Antonio Sepulveda,Dialeto único

JB

A partir de janeiro de 2008, Brasil, Portugal e demais nações lusófonas terão a ortografia unificada. Querem empalhar um idioma vivo, dinâmico e em constante mutação. Pretendem acabar de vez com “a última flor do Lácio” e pôr em seu lugar um “dialeto único”; uma bombástica manifestação do melancólico pendor ibero-latino pelo centralismo burro, quando o mundo desenvolvido está a demonstrar que não há progresso sem descentralização. Vale a tese rodriguiana da revolução dos idiotas que se descobriram em maior número e sentiram a embriaguez da onipotência numérica. Segundo Nelson, “o grito, a ênfase, o gesto, o punho cerrado, estão com os idiotas de ambos os sexos”.

Tal projeto só é possível no papel, na teoria; porque, na prática, duvidamos que a empreitada tenha êxito sequer dentro do Brasil, onde o fraseado, a fonética e a inflexão apresentam distinções de uma região para outra com visos de línguas diferentes. Um estrangeiro, neófito no idioma de Machado, certamente haveria de pensar que o piauiense e o gaúcho empregam vernáculos conflitantes.

O argumento usado em apoio a essa sandice é grotesco, raiando pelo cretinismo. Alegam que as diferentes ortografias atrapalham a divulgação e a prática do idioma em eventos internacionais. Se isto é verdade, por que então o inglês, o francês e o espanhol não padecem dessa inconveniência? O inglês difere muito de um país anglófono para outro, até mesmo na estrutura, e ninguém parece se importar com isso, porque, naturalmente, não existe problema algum. Os dicionários registram todas as grafias e pronúncias usadas, cada um fala ou escreve como quer, e todos se entendem. Os Estados Unidos, aquela potência, nem possuem um idioma oficial. Vão reformar o quê?

Afirmam que a medida facilitará a definição de critérios para exames e certificados destinados a estrangeiros. Tamanha asneira nem merece comentário, porquanto tal dificuldade não ocorre em outros países. A Bélgica, por exemplo, com duas línguas, o flamengo e o francês, ainda não reclamou de inadequações desse tipo. E o que dizer da Suíça com seus cantões de falas diversas e com aquela organização impecável?

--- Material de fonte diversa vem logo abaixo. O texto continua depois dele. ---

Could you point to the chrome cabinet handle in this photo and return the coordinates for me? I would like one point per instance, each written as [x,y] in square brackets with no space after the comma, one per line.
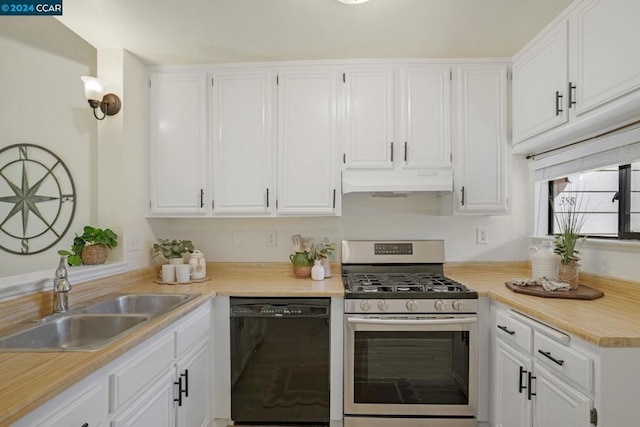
[504,328]
[548,355]
[572,98]
[558,103]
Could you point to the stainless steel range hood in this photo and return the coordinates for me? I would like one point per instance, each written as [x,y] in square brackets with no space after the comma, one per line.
[397,181]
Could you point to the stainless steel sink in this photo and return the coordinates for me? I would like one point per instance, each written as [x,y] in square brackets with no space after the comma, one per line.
[141,303]
[79,332]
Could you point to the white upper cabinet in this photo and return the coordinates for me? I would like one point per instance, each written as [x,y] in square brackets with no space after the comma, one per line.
[308,168]
[607,57]
[425,117]
[243,142]
[579,78]
[178,155]
[397,117]
[370,118]
[482,152]
[540,85]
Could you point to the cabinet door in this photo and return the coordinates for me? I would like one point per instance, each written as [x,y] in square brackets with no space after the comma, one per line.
[512,406]
[425,117]
[308,174]
[243,143]
[194,371]
[540,83]
[608,59]
[482,148]
[153,408]
[177,143]
[369,118]
[558,404]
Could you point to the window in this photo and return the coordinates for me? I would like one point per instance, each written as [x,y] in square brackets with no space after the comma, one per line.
[606,200]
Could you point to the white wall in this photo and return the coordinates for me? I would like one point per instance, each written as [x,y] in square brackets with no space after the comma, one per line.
[43,103]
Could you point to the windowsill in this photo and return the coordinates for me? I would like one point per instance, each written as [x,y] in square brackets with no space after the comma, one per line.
[12,286]
[594,242]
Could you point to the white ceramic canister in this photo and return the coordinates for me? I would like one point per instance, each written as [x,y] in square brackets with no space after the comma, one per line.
[198,265]
[544,263]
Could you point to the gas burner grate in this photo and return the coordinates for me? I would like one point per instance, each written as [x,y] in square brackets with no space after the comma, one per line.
[402,282]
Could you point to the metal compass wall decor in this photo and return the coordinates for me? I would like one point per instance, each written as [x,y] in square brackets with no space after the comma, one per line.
[37,199]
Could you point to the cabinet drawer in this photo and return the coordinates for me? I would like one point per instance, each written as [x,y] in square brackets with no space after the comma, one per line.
[133,377]
[192,330]
[514,331]
[564,361]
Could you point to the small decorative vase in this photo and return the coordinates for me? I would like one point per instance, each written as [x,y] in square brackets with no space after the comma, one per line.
[317,271]
[568,273]
[197,265]
[301,265]
[327,267]
[94,254]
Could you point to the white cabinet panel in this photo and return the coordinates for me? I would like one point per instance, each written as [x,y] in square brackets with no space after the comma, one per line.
[557,404]
[178,159]
[482,146]
[513,408]
[425,117]
[243,143]
[194,410]
[307,143]
[540,84]
[608,59]
[369,118]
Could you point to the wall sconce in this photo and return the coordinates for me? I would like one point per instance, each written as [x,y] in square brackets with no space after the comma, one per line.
[95,93]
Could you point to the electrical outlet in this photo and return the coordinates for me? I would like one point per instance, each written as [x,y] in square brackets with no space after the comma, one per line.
[271,238]
[236,237]
[482,235]
[133,242]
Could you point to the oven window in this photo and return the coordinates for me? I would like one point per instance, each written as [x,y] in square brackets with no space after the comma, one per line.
[427,368]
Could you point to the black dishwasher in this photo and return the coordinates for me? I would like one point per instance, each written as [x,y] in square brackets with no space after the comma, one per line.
[280,361]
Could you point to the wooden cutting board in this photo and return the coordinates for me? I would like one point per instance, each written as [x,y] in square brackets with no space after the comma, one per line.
[581,292]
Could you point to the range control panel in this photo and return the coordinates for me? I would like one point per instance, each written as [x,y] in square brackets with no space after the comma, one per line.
[393,248]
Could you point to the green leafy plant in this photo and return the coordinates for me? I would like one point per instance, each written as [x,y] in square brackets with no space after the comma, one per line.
[569,218]
[169,248]
[90,236]
[324,249]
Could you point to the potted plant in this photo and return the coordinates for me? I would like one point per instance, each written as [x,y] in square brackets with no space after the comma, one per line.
[324,252]
[173,250]
[92,247]
[569,220]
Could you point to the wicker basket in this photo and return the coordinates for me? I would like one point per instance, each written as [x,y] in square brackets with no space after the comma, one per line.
[94,254]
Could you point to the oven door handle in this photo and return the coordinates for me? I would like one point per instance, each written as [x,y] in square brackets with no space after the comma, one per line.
[378,321]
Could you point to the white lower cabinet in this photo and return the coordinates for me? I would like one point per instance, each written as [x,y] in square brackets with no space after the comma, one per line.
[162,382]
[539,380]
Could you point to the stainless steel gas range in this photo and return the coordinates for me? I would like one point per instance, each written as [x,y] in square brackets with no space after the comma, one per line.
[411,337]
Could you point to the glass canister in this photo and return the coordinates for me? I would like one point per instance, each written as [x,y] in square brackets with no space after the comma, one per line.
[544,263]
[198,265]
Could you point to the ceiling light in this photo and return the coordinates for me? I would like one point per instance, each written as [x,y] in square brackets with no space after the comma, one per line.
[94,91]
[353,1]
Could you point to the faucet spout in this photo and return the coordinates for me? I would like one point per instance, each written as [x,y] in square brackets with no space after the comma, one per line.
[61,288]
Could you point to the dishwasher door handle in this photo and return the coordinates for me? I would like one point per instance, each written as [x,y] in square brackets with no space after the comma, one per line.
[379,321]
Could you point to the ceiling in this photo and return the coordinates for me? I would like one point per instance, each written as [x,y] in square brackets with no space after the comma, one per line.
[214,31]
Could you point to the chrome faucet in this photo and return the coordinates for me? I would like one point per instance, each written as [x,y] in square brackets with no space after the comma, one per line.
[61,288]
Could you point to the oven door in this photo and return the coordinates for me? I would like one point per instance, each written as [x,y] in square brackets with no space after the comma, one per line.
[420,365]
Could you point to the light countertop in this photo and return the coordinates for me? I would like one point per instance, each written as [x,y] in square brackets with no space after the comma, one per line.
[27,380]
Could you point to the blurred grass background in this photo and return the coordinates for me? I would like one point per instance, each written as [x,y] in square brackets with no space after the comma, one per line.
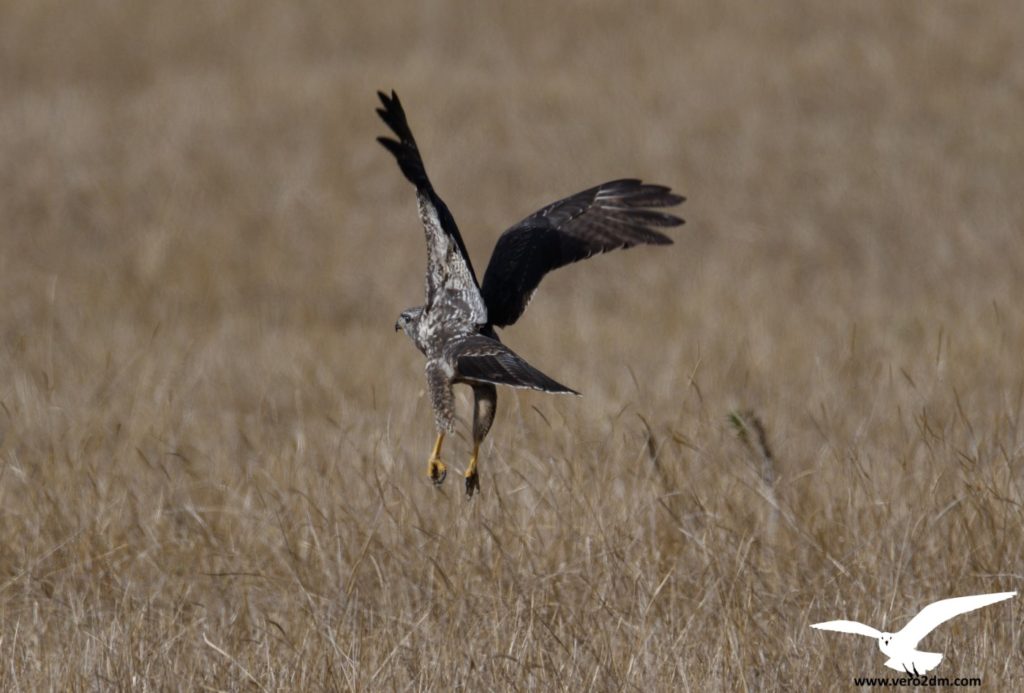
[212,464]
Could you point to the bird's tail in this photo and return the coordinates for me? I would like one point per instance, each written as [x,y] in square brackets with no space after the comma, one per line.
[915,661]
[483,359]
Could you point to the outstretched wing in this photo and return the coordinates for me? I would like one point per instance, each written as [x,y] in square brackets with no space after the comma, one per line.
[449,268]
[481,359]
[937,613]
[616,214]
[848,626]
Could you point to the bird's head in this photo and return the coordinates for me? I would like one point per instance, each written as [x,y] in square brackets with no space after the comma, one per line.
[408,321]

As alterações pretendidas são, mais uma vez, inócuas e irrelevantes. Muita gente ainda escreve com absoluta correção, sustentada no vocabulário de 1943; não movem uma palha, fora de livros e periódicos, para adotar a reforma ortográfica de 1971. Enfim, os imortais da Academia Brasileira de Letras e da Academia de Ciências de Lisboa, em vez de produzir livros bem escritos, promover uma boa educação e, com eficácia, estimular o sagrado gosto pela leitura, decidiram realizar essa parvoíce normativa; a terceira no Brasil e a quarta em Portugal em menos de um século. Seria mais coerente, mais simples, preservar as grafias atuais, que mal não fazem a ninguém, e possibilitar a aprendizagem das formas existentes pelos usuários do português; elas não diferem tanto assim.

É realmente constrangedor verificar que nossa língua é a única que vem sendo regulamentada a torto e a direito através dos tempos. A única mudança que realmente faz algum sentido é a reinclusão das letras "k", "w" e "y", o que já deveria ter sido feito há muito tempo, embora sem qualquer necessidade de unificação ou consulta à Metrópole. Nada mais se vislumbra de útil ou relevante no embasamento comum do português falado no Brasil e em Portugal.

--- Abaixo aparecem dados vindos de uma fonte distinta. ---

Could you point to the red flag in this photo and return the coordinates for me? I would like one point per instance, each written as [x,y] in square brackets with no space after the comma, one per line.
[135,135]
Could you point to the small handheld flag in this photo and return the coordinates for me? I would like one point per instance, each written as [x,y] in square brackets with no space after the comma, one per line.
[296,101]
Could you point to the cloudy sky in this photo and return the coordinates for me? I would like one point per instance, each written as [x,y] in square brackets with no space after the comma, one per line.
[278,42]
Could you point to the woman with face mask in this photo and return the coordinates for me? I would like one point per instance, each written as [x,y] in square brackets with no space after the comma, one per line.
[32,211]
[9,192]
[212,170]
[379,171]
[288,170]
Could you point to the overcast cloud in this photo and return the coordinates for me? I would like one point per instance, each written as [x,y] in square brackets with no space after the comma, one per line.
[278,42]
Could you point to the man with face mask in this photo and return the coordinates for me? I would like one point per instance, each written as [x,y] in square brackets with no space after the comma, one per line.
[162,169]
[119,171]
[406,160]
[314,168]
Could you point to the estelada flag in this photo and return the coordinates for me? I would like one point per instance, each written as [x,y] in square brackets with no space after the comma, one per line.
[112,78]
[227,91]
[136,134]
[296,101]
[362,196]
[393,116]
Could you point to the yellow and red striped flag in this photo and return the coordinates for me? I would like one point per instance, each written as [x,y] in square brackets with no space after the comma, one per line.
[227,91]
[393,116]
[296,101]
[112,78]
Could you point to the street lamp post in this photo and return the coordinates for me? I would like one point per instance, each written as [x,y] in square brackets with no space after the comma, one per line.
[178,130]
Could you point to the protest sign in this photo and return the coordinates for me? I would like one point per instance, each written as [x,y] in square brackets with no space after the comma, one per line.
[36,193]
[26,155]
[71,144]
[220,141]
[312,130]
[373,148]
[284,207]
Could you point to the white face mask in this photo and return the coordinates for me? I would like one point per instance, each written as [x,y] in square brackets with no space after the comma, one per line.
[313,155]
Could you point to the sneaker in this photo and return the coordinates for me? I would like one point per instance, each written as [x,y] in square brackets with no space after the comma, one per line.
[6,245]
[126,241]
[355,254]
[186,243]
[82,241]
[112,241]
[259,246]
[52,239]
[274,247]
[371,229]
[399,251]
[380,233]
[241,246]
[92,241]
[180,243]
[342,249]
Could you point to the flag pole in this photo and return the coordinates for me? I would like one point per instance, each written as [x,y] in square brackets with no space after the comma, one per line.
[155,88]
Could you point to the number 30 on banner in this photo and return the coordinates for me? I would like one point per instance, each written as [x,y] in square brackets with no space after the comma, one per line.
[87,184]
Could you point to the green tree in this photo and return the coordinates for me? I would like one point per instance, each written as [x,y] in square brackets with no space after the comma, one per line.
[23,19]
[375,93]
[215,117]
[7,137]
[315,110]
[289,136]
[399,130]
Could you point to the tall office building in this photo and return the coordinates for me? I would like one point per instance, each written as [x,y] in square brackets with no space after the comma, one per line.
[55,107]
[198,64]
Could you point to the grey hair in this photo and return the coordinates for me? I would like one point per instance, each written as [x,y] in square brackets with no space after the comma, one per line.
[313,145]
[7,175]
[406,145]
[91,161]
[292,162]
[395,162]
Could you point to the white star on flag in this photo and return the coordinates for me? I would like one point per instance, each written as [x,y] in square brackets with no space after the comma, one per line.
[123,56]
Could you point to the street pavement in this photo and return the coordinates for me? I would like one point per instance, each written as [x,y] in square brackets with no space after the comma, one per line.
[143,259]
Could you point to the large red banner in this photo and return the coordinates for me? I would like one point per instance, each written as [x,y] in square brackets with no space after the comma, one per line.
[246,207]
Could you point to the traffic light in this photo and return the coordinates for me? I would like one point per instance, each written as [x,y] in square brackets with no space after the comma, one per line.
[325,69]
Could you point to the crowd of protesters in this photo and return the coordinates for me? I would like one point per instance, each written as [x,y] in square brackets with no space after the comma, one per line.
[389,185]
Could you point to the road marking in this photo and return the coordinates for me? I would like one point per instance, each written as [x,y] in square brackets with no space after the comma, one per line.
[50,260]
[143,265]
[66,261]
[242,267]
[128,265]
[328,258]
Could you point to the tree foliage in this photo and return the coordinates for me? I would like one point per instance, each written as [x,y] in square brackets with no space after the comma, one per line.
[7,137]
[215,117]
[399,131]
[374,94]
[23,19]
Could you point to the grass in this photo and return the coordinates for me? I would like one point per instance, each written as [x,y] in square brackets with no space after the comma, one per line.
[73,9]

A reforma ortográfica é inoportuna, rebarbativa e mais perniciosa do que benéfica. A nova ortografia não cumpre o efeito desejado da padronização da língua; nenhuma assembléia de gramaticões jamais conseguirá tal façanha em volta de uma mesa, a portas fechadas, tendo como fonte de consulta somente idéias próprias. É intolerável. Todos somos afetados. Uma reforma ortográfica só teria legitimidade por referendo popular. Especialmente quem escreve, quem tem o idioma como ferramenta principal, deveria usufruir o direito singelo de opinar. Será que a maioria da população concorda com essa imensa lambança?